The land rose slowly as he went. There had been little vegetation, but it became less. The gray rock gave way to red. About noon, as his tireless stride brought him to the summit of a ridge, he saw something he had seen only twice before in his life: a tiny, watered valley, an oasis of the high desert which had managed to hold soil enough for real grass, a few wild flowers, and a tree.

Such a place was of great significance, but it was possible to drink there, and even to stay for a few hours if one dared. And it was less offensive to the tree, as Sandwalker knew, if one came alone—an advantage for him. Approaching, as custom dictated, neither swiftly nor slowly, but with an expression of studied courtesy, he was about to greet it when he saw a girl sitting, holding an infant, among the roots.

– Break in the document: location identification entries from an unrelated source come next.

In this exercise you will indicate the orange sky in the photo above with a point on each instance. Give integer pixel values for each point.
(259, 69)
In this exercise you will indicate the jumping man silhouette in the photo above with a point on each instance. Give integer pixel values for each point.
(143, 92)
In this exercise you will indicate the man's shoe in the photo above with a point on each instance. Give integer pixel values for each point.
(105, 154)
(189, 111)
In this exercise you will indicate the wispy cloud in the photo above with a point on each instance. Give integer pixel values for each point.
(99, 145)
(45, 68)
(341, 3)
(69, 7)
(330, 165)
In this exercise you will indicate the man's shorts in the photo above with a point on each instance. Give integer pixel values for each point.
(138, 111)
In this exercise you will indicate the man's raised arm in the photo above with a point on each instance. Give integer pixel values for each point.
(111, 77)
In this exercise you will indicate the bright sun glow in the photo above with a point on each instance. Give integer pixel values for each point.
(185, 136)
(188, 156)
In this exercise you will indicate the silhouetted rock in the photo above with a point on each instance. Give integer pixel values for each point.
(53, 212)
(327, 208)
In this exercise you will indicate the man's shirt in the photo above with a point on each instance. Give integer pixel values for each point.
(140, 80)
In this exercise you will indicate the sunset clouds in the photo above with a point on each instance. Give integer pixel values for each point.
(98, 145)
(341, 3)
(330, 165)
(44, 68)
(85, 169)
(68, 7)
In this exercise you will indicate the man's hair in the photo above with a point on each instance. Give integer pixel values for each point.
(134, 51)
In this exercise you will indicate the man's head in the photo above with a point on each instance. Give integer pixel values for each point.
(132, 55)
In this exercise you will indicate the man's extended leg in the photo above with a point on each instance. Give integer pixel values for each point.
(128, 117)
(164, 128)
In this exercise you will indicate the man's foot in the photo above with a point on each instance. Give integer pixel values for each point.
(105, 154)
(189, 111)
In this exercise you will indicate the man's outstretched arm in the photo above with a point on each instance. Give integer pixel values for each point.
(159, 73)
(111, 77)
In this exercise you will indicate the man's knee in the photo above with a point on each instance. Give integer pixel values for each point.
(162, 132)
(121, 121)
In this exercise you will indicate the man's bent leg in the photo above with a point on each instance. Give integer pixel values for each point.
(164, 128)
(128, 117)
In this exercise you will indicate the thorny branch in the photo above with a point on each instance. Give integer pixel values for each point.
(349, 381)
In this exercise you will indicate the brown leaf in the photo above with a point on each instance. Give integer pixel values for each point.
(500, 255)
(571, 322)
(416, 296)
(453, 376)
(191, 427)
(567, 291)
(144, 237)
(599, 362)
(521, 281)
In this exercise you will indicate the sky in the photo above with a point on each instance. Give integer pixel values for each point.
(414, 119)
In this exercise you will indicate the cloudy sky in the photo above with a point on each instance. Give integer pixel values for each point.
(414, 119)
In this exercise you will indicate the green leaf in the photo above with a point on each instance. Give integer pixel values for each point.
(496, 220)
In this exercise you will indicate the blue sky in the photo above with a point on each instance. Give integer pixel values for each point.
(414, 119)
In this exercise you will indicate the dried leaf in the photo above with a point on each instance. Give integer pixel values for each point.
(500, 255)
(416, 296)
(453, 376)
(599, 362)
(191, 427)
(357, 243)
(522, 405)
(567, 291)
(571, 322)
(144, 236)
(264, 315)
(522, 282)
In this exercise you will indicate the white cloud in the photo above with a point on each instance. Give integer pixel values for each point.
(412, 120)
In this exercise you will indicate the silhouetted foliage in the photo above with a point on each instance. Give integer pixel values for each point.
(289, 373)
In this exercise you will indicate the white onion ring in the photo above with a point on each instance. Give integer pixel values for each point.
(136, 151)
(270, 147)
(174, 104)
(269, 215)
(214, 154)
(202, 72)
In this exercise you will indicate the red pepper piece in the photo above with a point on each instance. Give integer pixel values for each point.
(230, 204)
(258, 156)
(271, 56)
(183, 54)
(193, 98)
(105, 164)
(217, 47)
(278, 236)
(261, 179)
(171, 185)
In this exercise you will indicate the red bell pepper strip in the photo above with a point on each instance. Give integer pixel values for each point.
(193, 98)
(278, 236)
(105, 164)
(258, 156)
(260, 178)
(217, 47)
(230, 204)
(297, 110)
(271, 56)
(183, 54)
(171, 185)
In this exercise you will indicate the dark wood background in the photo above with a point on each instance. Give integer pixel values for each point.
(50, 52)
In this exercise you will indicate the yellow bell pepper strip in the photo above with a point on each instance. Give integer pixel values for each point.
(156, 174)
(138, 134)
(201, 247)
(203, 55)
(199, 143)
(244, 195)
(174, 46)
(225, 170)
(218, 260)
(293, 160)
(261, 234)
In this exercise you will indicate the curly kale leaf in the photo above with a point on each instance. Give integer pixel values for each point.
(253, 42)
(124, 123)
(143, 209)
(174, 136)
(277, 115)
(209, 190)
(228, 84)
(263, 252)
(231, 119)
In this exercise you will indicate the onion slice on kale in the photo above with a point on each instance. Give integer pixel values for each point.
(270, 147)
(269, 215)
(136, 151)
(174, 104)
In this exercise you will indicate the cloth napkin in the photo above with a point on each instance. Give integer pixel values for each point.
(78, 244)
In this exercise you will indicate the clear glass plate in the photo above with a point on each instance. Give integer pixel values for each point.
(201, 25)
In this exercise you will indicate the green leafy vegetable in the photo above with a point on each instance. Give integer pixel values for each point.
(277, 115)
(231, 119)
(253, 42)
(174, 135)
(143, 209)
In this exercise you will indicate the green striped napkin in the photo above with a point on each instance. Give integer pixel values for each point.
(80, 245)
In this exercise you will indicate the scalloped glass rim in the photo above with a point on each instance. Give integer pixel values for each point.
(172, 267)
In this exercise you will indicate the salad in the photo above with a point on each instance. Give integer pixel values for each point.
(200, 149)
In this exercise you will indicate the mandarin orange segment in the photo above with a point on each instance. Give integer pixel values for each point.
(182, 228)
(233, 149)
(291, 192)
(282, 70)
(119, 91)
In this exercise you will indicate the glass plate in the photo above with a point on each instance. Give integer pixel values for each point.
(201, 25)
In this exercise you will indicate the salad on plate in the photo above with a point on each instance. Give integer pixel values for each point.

For a moment, impolitely, his eyes left the tree. The girl’s face was heart-shaped, timorous, scarcely a woman’s yet. Her long hair (and this was something to which Sandwalker was unaccustomed) was clean—she had washed it in the pool at the foot of the tree, and untied the tangles with her fingers so that it now spread a dark caul upon her brown shoulders. She sat cross-legged and unmoving, with the baby, a flower thrust in its hair, asleep on her thighs.

Sandwalker greeted the tree ceremoniously, asking permission to drink and promising not to stay long. A murmuring of leaves answered him, and though he could not understand the words they did not sound angry. He smiled to show his appreciation, then went to the pool and drank.

He drank long and deep, as desert animals do; and when he had had his fill and lifted his head from the wind-rippled water he saw the girl’s reflection dancing beside his own. She was watching him with large, fearful eyes; but she was quite close. “Morning met,” he said.

“Morning met.”

“I am Sandwalker.” He thought of his journey to the cave, of the tick-deer and the feign-pheasant and the Old Wise One. “Sandwalker the far-traveled, the great hunter, the shadow-friend.”

“I am Seven Girls Waiting,” the girl said. “And this,” she smiled tenderly down at the baby she carried, “is Mary Pink Butterflies. I called her that because of her little hands, you know. She waves them at me when she’s awake.”

Sandwalker, who in his own short life had seen how many children come and how few live, smiled and nodded.

The girl looked down into the pool at the foot of the tree, at the tree, at the flowers and grass, everywhere but at Sandwalker’s face. He saw her small, white teeth creep out like snowmice to touch her lips, then flee again. The wind made patterns on the grass, and the tree said something he could not understand—though Seven Girls Waiting, perhaps, did. “Will you,” she asked hesitantly, “make this your sleeping place tonight?”

He knew what she meant and answered as gently as he could, “I have no food to share. I’m sorry. I hunt, but what I find I must keep for a gift for the priest in Thunder Always. Doesn’t anyone sleep where you sleep?”

“There was nothing anywhere. Pink Butterflies was new, and I could not walk far… We slept up there, beyond the bent rock.” She made a wretched little gesture with her shoulders.

“I have never known that,” Sandwalker said, laying a hand on her arm, “but I know how it must feel, sitting alone, waiting for them to come when no one comes. It must be a terrible thing.”

“You are a man. It will not come to you until you are old.”

“I didn’t mean to make you angry.”

“I’m not angry. I’m’not alone either—Pink Butterflies is with me all the time, and I have milk for her. Now we sleep here.”

“Every night?”

The girl nodded, half-defiantly.

“It isn’t good to sleep where a tree is for more than one night.”